Dirichlet spectrum of the paradigm model of complex PT-symmetric potential: $V(x)=-(ix)^N$

TL;DR

This paper investigates the Dirichlet spectra of a complex PT-symmetric potential model across a range of N values, revealing non-analytic behavior at certain points and recovering known eigenvalues at specific N values.

Contribution

It provides a detailed numerical analysis of the spectra for the potential $V(x)=-(ix)^N$, demonstrating non-analyticity at specific N and connecting spectral properties with potential Hermitian limits.

Findings

Spectra are continuous in N but have discontinuous derivatives at N=4,8.

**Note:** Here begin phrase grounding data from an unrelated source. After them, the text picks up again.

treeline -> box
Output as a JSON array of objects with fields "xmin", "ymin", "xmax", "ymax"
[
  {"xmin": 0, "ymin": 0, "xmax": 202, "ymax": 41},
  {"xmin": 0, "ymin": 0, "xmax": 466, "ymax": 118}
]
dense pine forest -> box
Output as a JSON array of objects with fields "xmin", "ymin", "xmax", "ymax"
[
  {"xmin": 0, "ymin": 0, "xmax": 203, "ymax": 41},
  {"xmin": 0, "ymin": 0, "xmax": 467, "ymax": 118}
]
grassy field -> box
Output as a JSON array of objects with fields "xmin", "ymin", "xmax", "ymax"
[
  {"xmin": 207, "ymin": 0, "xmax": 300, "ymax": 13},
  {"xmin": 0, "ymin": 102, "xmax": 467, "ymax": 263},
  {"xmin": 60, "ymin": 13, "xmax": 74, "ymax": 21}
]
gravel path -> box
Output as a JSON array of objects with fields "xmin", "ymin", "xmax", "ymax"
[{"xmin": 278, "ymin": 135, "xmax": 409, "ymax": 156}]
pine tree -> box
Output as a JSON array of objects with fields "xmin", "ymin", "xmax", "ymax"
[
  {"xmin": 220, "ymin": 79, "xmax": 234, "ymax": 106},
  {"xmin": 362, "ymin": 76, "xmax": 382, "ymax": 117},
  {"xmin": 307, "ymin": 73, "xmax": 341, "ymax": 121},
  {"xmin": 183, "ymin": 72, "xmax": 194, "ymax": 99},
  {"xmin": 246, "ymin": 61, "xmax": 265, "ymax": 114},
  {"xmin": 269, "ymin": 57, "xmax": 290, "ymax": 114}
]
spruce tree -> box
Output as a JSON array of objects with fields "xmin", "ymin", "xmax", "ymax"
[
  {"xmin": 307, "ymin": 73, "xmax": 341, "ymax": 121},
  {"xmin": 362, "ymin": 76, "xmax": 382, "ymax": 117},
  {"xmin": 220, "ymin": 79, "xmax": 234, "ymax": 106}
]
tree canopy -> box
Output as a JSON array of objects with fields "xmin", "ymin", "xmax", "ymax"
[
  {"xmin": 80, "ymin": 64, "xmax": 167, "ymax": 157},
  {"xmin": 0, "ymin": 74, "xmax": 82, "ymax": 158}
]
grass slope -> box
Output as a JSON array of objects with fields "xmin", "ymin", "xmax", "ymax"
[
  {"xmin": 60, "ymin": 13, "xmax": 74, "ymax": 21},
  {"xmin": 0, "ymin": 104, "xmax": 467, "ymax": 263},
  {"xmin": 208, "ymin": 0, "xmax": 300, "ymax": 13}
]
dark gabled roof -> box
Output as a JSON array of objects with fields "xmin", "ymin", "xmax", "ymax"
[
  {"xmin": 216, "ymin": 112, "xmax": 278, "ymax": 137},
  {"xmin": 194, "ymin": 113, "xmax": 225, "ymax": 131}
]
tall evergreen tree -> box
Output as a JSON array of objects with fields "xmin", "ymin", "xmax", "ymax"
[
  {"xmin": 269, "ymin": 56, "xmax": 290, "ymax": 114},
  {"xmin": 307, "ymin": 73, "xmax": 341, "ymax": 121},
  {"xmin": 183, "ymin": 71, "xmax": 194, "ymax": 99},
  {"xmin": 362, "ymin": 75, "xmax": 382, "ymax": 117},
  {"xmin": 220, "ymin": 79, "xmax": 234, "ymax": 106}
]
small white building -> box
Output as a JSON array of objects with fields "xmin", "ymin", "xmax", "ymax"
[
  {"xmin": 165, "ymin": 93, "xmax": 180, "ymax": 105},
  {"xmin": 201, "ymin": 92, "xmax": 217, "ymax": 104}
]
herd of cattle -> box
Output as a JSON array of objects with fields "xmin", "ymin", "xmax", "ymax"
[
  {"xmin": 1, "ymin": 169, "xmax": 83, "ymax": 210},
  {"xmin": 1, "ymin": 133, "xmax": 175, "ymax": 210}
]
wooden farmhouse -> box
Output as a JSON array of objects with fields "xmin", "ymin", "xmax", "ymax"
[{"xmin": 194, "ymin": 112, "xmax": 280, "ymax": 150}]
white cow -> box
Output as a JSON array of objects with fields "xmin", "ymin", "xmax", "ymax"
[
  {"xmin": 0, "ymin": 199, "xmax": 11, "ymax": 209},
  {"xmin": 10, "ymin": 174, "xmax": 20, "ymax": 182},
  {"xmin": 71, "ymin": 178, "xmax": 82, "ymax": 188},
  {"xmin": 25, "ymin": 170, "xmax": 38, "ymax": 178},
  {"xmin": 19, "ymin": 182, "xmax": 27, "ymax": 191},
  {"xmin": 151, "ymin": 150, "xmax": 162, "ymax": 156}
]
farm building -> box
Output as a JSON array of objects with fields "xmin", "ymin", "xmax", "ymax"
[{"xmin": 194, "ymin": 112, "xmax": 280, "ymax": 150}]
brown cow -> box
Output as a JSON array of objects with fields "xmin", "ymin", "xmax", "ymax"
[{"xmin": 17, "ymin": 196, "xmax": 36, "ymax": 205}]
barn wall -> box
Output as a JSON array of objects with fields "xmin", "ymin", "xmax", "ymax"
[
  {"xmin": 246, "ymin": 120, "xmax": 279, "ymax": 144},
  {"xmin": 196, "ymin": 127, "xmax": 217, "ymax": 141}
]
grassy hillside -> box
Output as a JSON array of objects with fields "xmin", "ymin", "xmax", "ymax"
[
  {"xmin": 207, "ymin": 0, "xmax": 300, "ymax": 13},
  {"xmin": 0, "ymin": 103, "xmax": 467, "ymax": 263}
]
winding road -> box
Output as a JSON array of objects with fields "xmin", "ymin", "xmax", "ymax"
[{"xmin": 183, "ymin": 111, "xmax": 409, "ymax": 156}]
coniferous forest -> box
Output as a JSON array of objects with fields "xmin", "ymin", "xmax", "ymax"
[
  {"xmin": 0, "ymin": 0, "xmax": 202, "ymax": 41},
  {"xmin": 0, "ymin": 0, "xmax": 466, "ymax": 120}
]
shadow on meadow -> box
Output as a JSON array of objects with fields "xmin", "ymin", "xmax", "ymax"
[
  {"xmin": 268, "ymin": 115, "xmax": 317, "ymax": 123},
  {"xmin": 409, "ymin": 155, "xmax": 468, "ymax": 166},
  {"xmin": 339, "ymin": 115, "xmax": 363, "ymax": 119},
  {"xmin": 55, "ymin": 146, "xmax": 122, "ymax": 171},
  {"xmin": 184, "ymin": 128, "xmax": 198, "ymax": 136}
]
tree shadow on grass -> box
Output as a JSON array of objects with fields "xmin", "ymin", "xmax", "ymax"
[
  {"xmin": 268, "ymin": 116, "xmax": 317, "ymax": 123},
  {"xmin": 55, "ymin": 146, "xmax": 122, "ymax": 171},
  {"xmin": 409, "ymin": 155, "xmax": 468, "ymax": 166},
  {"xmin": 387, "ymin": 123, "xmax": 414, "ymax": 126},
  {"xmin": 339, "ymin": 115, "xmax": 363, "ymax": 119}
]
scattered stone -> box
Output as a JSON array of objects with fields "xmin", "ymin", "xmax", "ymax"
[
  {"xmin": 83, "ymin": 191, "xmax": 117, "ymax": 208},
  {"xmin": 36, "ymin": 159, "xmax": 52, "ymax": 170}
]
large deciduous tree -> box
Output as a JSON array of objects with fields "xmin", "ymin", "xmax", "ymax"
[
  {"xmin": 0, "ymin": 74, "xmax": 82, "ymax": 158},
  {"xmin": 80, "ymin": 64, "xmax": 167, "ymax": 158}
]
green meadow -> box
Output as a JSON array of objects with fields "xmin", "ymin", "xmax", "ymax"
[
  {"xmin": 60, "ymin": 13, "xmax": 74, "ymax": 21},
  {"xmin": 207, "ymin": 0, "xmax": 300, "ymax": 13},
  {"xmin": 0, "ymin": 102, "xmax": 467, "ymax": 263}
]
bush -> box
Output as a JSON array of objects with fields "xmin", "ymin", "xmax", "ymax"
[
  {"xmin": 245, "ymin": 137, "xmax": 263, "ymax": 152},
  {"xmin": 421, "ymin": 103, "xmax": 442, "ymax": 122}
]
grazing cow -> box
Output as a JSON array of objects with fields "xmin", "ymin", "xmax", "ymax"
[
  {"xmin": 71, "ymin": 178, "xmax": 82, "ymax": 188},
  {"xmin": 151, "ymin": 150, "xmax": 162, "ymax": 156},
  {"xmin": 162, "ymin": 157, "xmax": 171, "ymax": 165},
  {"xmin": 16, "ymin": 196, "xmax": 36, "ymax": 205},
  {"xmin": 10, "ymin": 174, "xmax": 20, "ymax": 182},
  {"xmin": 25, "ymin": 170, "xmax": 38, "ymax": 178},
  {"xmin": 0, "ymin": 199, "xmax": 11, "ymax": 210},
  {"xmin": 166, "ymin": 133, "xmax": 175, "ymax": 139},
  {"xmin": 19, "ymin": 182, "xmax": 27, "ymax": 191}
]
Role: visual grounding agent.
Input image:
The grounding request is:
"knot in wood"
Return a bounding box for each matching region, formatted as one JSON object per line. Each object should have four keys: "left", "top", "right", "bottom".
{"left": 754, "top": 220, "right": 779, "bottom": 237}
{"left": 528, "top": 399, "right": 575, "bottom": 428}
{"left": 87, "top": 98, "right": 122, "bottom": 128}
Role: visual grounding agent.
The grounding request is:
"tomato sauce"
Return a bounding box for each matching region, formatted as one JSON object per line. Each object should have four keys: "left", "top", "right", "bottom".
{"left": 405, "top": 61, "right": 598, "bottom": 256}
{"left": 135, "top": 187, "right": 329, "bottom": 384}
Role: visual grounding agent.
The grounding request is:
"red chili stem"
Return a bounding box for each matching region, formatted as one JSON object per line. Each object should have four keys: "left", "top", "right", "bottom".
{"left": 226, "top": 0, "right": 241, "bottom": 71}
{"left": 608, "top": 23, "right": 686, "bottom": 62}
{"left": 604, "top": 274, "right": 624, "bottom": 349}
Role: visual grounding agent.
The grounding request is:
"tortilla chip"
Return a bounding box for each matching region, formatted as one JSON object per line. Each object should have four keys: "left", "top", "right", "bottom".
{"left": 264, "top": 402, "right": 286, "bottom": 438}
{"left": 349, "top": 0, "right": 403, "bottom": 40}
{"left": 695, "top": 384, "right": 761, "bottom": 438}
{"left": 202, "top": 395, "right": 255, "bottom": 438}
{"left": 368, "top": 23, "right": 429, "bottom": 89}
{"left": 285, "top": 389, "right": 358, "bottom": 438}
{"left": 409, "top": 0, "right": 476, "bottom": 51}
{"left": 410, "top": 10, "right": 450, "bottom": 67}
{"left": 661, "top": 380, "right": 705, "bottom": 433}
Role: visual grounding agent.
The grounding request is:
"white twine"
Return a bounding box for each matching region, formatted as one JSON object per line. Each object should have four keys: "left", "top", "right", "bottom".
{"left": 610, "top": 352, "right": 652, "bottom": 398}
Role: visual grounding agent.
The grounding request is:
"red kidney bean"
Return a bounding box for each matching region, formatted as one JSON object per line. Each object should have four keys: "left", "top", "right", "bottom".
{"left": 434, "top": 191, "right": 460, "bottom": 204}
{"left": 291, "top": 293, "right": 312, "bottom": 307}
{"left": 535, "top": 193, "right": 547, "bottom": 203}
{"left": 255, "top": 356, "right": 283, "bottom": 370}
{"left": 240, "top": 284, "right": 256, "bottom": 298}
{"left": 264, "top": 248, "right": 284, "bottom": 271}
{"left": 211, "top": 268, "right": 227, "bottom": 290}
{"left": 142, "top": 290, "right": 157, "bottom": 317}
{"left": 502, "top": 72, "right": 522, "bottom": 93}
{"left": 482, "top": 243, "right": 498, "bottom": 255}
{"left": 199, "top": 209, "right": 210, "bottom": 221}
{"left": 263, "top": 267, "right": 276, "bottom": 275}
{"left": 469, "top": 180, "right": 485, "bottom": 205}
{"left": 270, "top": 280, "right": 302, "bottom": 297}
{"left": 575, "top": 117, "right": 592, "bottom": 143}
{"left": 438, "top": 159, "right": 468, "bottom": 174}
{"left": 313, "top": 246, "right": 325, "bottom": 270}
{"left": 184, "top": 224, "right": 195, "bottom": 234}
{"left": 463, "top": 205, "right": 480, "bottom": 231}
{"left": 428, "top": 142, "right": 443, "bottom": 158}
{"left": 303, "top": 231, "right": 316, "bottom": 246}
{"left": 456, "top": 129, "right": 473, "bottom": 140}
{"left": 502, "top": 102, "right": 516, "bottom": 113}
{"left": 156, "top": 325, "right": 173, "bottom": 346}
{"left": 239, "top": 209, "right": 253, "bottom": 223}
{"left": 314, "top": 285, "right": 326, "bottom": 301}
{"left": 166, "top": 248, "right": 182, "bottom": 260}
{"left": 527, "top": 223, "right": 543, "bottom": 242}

Eigenvalues at N=6 and 10 match known Hermitian cases.

Spectra vanish at N=4 and 8, indicating potential flat-top barriers.

Abstract

So far the spectra $E_n(N)$ of the paradigm model of complex PT(Parity-Time)-symmetric potential $V_{BB}(x,N)=-(ix)^N$ is known to be analytically continued for $N > 4$. Consequently, the well known eigenvalues of the Hermitian cases ($N=6,10$) cannot be recovered. Here, we illustrate Kato's theorem that even if a Hamiltonian $H(\lambda)$ is an analytic function of a real parameter $\lambda$, its eigenvalues $E_n(\lambda)$ may not be analytic at finite number of Isolated Points (IPs). In this light, we present the Dirichlet spectra $E_n(N)$ of $V_{BB}(x,N)$ for $2\le N<12$ using the numerical integration of Schr{\"o}dinger equation with $\psi(x=\pm \infty)=0$ and the diagonalization of $H=p^2/2\mu+V_{BB}(x,N)$ in the harmonic oscillator basis. We show that these real discrete spectra are consistent with the most simple two-turning point CWKB (C refers to complex turning points) method provided we choose the maximal turning points (MxTP) [$-a+ib,a+ib, a, b \in {\cal R}$] such that $|a|$ is the largest for a given energy among all (multiple) turning points. We find that $E_n(N)$ are continuous function of $N$ but non-analytic (their first derivative is discontinuous) at IPs $N=4,8$; where the Dirichlet spectrum is null (as $V_{BB}$ becomes a Hermitian flat-top potential barrier). At $N=6$ and $10$, $V_{BB}(x,N)$ becomes a Hermitian well and we recover its well known eigenvalues.